From: Philip Oakley <philipoakley@iee.email>
To: Christian Couder <christian.couder@gmail.com>, git@vger.kernel.org
Cc: Junio C Hamano <gitster@pobox.com>, Jeff King <peff@peff.net>,
Christian Couder <chriscool@tuxfamily.org>,
Ramsay Jones <ramsay@ramsayjones.plus.com>,
Jonathan Tan <jonathantanmy@google.com>
Subject: Re: [PATCH v2 9/9] pack-objects: improve partial packfile reuse
Date: Sat, 19 Oct 2019 16:30:32 +0100 [thread overview]
Message-ID: <6e4ad9bb-20d7-4ae5-8768-326f5c455c3c@iee.email> (raw)
In-Reply-To: <20191019103531.23274-10-chriscool@tuxfamily.org>
Hi Christian,
a couple of mem_size questions?
On 19/10/2019 11:35, Christian Couder wrote:
> From: Jeff King <peff@peff.net>
>
> Let's store the chunks of the packfile that we reuse in
> a dynamic array of `struct reused_chunk`, and let's use
> a reuse_packfile_bitmap to speed up reusing parts of
> packfiles.
>
> The dynamic array of `struct reused_chunk` is useful
> because we need to know not just the number of zero bits,
> but the accumulated offset due to missing objects. So
> without the array we'd end up having to walk over the
> revindex for that set of objects. The array is
> basically caching those accumulated offsets (for the
> parts we _do_ include), so we don't have to compute them
> repeatedly.
>
> The old code just tried to dump a whole segment of the
> pack verbatim.
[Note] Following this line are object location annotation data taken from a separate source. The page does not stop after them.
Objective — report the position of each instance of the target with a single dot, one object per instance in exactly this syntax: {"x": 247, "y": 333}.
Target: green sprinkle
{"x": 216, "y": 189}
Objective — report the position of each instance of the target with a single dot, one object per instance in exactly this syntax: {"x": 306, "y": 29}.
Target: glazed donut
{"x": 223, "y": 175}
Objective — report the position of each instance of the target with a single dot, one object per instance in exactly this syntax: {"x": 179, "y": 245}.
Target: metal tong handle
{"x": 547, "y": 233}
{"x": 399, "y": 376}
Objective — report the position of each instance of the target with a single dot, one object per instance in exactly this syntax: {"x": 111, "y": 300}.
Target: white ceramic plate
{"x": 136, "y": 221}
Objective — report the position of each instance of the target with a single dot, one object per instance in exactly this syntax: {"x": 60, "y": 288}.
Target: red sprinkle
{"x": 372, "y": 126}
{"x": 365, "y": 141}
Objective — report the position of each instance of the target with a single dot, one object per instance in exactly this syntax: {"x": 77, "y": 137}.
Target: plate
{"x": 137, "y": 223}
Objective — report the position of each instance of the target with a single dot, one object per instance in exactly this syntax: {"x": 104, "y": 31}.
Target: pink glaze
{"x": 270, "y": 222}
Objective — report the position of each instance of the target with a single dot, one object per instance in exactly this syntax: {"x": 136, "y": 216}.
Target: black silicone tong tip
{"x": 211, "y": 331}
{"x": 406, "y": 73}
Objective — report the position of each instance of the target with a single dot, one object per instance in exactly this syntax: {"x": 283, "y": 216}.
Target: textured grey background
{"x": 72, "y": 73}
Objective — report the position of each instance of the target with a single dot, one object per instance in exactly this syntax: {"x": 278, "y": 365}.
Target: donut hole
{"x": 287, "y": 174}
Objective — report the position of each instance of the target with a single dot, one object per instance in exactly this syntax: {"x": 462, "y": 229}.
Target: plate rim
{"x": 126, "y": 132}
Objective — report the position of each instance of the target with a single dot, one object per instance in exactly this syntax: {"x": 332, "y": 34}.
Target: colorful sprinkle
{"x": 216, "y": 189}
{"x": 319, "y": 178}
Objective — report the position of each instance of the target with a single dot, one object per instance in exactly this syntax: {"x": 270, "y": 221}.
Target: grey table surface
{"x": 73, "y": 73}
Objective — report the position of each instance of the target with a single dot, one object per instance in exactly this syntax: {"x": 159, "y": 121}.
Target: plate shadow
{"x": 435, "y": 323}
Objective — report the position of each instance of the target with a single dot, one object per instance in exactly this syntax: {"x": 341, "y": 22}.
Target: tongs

That's faster than the traditional way of
> actually adding objects to the packing list, but it
> didn't kick in very often. This new code is really going
> for a middle ground: do _some_ per-object work, but way
> less than we'd traditionally do.
>
> For instance, packing torvalds/linux on GitHub servers
> just now reused 6.5M objects, but only needed ~50k
> chunks.
>
> Additional checks are added in have_duplicate_entry()
> and obj_is_packed() to avoid duplicate objects in the
> reuse bitmap. It was probably buggy to not have such a
> check before.
>
> If a client both asks for a tag by sha1 and specifies
> "include-tag", we may end up including the tag in the reuse
> bitmap (due to the first thing), and then later adding it to
> the packlist (due to the second). This results in duplicate
> objects in the pack, which git chokes on. We should notice
> that we are already including it when doing the include-tag
> portion, and avoid adding it to the packlist.
>
> The simplest place to fix this is right in add_ref_tag,
> where we could avoid peeling the tag at all if we know that
> we are already including it. However, I've pushed the check
> instead into have_duplicate_entry(). This fixes not only
> this case, but also means that we cannot have any similar
> problems lurking in other code.
>
> No tests, because git does not actually exhibit this "ask
> for it and also include-tag" behavior. We do one or the
> other on clone, depending on whether --single-branch is set.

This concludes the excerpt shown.